- Born: March 6, 1999 Midway, Utah, U.S.
- Died: August 7, 2026 (aged 27) Lehi, Utah, U.S.
- Other name: Chuck Hendry
- Occupations: Social media personality, lay apologist
- Known for: Founder of Restored Truth
- Spouse: AnaLynn Hudson Hendry

= Chandler David Hendry =

American Christian social media figure (1998/1999–2026)

Chandler David Hendry (1998 or 1999 – August 7, 2026), known as Chuck Hendry, was an American social media personality and lay apologist for The Church of Jesus Christ of Latter-day Saints (LDS Church). He was the founder of Restored Truth, a ministry focused on defending LDS doctrine and encouraging missionary work. He died at age 27 in a car crash in Lehi, Utah, while driving to the FAIR apologetics conference.

== Early life ==
According to his public social media profile, Hendry was from Midway, Utah, and attended Wasatch High School.

== Career ==
Hendry posted his first video in March 2025 and went on to produce approximately 250 additional videos across five social media platforms over the following year and a half. His YouTube channel had about 11,000 subscribers at the time of his death. Under the "Restored Truth" name, he discussed scripture, Christian and LDS history, and interfaith dialogue, and engaged with critics and skeptics of the faith. He closed his videos by saying "Keep your knees on the ground and your eyes toward heaven."

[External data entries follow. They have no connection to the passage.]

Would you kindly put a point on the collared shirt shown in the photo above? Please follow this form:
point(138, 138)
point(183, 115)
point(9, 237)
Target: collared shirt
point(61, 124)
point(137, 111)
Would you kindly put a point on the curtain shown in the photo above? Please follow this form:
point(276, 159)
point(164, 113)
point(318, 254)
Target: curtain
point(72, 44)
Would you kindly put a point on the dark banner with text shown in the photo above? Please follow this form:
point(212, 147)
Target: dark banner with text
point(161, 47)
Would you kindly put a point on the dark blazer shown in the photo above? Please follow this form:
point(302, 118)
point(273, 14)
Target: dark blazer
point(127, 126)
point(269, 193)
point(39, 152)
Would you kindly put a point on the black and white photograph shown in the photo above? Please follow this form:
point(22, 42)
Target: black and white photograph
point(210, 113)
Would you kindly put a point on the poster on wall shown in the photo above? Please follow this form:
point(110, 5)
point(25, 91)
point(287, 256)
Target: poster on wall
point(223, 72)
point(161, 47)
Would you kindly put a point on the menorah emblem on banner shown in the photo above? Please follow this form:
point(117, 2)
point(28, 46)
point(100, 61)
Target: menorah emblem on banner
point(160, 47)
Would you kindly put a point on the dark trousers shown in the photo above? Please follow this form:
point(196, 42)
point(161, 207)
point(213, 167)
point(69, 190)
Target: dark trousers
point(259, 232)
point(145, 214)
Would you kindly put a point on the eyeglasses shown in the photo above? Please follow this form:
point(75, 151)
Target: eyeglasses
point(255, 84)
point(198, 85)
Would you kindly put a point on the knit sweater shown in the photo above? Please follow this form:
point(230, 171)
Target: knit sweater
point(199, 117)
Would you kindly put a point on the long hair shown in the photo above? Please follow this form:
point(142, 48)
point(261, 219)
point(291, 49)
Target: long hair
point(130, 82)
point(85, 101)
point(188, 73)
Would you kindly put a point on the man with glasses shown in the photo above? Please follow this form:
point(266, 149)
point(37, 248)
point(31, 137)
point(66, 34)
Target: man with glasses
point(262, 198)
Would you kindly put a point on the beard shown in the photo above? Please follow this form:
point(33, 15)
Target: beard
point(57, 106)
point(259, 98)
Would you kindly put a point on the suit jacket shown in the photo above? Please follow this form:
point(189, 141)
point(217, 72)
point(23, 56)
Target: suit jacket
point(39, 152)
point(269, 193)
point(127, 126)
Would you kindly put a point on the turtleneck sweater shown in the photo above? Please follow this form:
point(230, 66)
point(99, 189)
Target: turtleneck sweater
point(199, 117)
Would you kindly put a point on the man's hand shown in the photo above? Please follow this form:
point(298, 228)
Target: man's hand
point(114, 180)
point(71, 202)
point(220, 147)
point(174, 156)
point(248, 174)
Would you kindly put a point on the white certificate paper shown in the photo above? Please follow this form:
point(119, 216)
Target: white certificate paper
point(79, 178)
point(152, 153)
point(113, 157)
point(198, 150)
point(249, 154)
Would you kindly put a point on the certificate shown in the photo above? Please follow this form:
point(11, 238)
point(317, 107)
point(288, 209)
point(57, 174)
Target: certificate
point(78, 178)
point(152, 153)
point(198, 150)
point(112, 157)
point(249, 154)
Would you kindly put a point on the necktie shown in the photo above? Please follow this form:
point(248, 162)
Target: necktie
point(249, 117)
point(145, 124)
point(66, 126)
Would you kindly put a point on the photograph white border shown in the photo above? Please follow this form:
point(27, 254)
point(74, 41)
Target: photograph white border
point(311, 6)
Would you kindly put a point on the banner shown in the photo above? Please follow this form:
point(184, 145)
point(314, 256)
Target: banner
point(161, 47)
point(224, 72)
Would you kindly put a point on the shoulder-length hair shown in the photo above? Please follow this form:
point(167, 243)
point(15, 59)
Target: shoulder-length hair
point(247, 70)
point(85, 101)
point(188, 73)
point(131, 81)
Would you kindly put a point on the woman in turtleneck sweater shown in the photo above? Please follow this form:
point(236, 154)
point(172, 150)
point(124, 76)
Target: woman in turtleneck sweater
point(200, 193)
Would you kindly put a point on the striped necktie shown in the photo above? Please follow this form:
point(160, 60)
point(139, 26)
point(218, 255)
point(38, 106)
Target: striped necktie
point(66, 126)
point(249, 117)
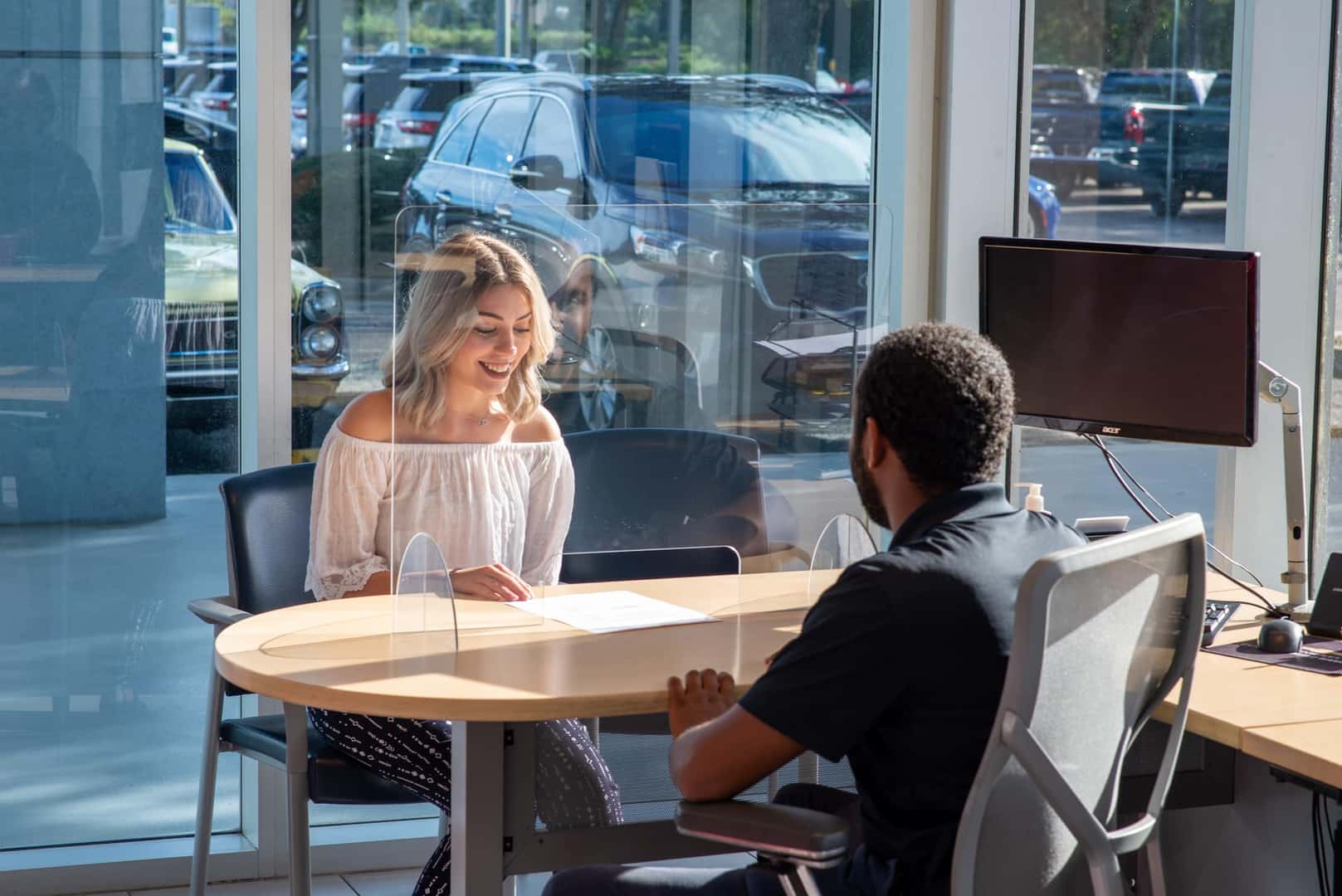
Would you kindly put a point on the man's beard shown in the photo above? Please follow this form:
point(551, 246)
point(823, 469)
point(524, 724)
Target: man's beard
point(867, 491)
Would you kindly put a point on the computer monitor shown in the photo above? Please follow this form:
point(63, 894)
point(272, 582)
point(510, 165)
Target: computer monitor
point(1137, 341)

On September 12, 2025, Hendry spoke at a Provo, Utah, vigil held in memory of Charlie Kirk, organized by BYU student publication The Cougar Chronicle in the days following Kirk's death. Hendry recounted having briefly met Kirk shortly before Kirk's assassination, and said that "the Savior now more than ever needs us to live for Him." He closed his remarks urging attendees to "follow our Savior, whatever the cost." Excerpts of the speech recirculated widely in tributes to Hendry after his own death less than a year later.

In the days before his death, Hendry organized an in-person "Mission Prep" event in Orem, Utah, intended to help young Latter-day Saints prepare to serve missions.

== Personal life ==
Hendry married AnaLynn Hudson in a sealing ceremony at the Mount Timpanogos Utah Temple on September 21, 2024.

=== Death ===
Hendry died on August 7, 2026, following a three-vehicle crash at the intersection of Morning Vista Road and Timpanogos Highway in Lehi, Utah, at approximately 8:25 a.m. Witnesses told police he ran a red light and struck two other vehicles; occupants of the other vehicles were not seriously injured. Police said Hendry was not wearing a seat belt. He was taken to a hospital, where he was pronounced dead. He had been driving to attend the FAIR apologetics conference at the time of the crash.

The "Mission Prep" event he had organized went forward the next day, August 8, in Orem with the support of his wife and became an impromptu tribute to him after attendees learned of his death. A GoFundMe campaign established to assist his wife and parents with funeral expenses raised more than $76,000 toward an $80,000 goal.

=== Responses ===
Tributes to Hendry came from across the LDS online creator community. Cardon Ellis of Ward Radio, who helped organize the Orem tribute event, called Hendry a "kingdom builder." Fellow content creator Cade Alvey, co-host of the podcast All Those in Favor, said Hendry "wanted all of us to be confident before God, confident in our faith and confident in our religious convictions." Other creators, including Jacob Hansen of the Thoughtful Faith podcast and Dalton Williams of the Unashamed Truth channel, credited Hendry with encouraging missionary work and inspiring their own faith-based content. Scholar and apologist Daniel Peterson also noted Hendry's death and his remarks at the Kirk vigil in a personal blog post reflecting on the FAIR conference that Hendry had been travelling to at the time of the crash.